Na rua, as aproximações mais constantes são com as crianças. Beija, fala e tira fotos - um clichê na vida política. Amigos dizem que ele de fato se preocupa com elas e que, desde muito jovem, gostava de se aproximar. Quando via uma, dizia: "Olha que bonitinha".

Na Mooca, onde aprendeu a torcer pelo Palmeiras, jogava bola no pátio do colégio Dom Bosco sob o olhar do padre Benedito, que lhe cobrava presença nas missas. Dificilmente, porém, estava entre os últimos a voltar para casa. Estudioso, ganhou apelido de "Cabeção".

- Ele ia embora antes. Dizia: "Tenho que estudar" - conta o advogado Dino Fiore Capo, uma das companhias na Villa da Mooca, bairro onde viveram os avós, pais e tias de Serra.

Filho único, deixou o silêncio nas casas da Villa quando, perseguido pelos militares, teve que sair do Brasil. A mãe evitava falar no assunto e foi algumas vezes ao Chile para vê-lo. As tias não escondiam seu choro. Dona Serafina, a mãe, morreu em 2007, e Serra ainda visita as tias com frequência.

- Ele só tem cara de bravo. Com a mãe e as tias, era e é muito carinhoso - diz Lúcia Rosana Savini, cuja mãe fazia um fusilli bem fininho, que Serra encomendava até mesmo quando estava em Brasília.

Serra não é de exageros à mesa.
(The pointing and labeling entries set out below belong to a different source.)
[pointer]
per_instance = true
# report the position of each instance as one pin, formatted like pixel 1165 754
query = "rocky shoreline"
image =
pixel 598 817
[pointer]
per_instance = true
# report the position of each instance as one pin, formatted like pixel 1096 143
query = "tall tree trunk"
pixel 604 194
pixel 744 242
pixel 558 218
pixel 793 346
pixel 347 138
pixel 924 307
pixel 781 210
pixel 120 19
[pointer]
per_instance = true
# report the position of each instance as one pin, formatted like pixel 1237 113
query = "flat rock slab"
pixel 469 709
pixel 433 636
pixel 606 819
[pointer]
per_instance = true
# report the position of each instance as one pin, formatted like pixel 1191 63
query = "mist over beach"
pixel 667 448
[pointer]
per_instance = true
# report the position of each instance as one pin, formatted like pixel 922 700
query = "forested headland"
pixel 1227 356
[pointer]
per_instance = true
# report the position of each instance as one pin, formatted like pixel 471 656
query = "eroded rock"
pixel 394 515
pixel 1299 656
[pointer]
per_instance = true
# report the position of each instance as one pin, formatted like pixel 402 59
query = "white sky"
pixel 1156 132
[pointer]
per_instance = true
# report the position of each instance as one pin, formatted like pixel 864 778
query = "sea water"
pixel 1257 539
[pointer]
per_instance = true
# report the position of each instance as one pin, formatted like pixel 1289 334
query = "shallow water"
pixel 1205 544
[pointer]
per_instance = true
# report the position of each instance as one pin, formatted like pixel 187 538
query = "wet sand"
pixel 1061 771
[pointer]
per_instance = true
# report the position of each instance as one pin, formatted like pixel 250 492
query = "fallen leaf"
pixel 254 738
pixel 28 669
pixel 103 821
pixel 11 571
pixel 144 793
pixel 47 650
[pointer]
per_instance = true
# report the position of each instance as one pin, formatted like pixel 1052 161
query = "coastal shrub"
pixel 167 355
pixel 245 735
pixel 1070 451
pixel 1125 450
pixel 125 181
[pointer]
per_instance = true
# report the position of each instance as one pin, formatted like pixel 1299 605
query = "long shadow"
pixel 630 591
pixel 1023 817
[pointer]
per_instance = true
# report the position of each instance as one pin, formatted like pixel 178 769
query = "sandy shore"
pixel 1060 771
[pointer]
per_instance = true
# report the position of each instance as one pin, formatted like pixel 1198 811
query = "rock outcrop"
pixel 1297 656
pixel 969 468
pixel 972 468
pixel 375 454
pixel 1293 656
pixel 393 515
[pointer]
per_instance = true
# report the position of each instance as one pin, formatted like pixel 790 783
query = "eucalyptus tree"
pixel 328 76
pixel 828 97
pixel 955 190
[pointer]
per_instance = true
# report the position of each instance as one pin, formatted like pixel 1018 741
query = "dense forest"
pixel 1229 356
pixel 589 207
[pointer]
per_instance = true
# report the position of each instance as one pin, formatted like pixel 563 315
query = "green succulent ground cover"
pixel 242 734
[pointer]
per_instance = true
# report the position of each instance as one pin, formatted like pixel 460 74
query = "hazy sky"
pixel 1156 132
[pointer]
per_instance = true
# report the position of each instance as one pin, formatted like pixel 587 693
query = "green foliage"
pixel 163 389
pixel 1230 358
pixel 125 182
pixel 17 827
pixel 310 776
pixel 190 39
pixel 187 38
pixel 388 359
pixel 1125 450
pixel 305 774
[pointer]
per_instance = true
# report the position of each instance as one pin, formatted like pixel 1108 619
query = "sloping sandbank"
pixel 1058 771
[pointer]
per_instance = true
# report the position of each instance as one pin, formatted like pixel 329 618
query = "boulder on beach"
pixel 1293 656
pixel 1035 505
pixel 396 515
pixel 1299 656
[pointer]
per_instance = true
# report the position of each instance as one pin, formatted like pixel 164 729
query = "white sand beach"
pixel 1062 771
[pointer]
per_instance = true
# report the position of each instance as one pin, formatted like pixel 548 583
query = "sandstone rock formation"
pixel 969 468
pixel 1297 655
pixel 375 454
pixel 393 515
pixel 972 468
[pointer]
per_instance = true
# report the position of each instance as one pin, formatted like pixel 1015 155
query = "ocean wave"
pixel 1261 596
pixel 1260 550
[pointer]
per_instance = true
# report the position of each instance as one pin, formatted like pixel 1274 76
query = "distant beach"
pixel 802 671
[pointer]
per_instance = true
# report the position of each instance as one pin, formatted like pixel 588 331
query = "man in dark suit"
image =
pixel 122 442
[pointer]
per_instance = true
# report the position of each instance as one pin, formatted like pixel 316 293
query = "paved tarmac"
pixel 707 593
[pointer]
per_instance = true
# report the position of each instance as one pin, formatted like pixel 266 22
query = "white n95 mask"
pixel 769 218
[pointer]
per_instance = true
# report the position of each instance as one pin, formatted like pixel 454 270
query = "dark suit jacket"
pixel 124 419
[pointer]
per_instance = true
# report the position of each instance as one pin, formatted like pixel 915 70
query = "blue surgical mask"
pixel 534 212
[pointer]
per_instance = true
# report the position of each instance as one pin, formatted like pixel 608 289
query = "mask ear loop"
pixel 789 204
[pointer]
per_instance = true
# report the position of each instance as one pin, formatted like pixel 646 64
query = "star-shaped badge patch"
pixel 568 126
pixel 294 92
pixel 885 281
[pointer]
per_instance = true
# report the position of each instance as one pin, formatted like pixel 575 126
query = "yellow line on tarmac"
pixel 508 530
Tem estômago sensível e hábitos regrados. Gosta de ir com a família a cantinas. Na Castelões, no Brás, pizzaria eleita por Ulysses Guimarães e Fernando Henrique Cardoso, mais uma pista da personalidade. Apesar de passar por lá quase todo mês, até hoje não tirou foto para a galeria de frequentadores.

Descrito como "pé de valsa", dança até samba, mas não escapa de ser visto como sério desde os tempos do Chile, quando desenvolveu o hábito de trabalhar na madrugada e dormir pela manhã. Às 6h, diga-se. Serra ligava para alunos às 4h30m: "Não estou te acordando, não é?". Perfeccionista, distribuía roteiro de estudos, bibliografia e perguntas que deveriam ser respondidas. Tudo detalhadíssimo. É um homem exigente: não faz concessões à burrice, à ignorância. Cobra resultados e cobra duro, sem elevar a voz. Para discordar dele tem que estar muito bem preparado. Argumentar e provar a equação. Convicto de suas posições, é tido como autoritário, mas adora discutir ideias, o que também ajuda a afiar e testar seus próprios argumentos.

Em campanhas, chega a perder as estribeiras. Neste segundo turno, acusou repórteres de introduzirem "pautas petistas" como a do "kit gay". Numa entrevista à CBN, atacou o jornalista Kennedy Alencar: "Eu sei que você tem preferências políticas, mas modere. Você não pode fazer campanha eleitoral aqui". Serra não faz média e não gosta de populismo. Quando não tem apreço pelo interlocutor, não consegue dissimular.

- Transparece quando ele considera que alguém é vigarista. E o sujeito olha e sabe que é visto como vigarista - diz Gregori.

Mas Serra é um político de muitos amigos e não os escolhe por afinidades políticas. É leal. Mesmo os mais antigos têm até hoje seu e-mail e telefone atualizados, sempre. Mas ao lado se contrapõe outro - o da emoção. No tapete verde do Congresso, irrompeu em prantos ao saber do acidente aéreo que, em 1987, matou seu amigo Marcos Freire, então ministro da Reforma Agrária. No fundo, no fundo, é um calabrês.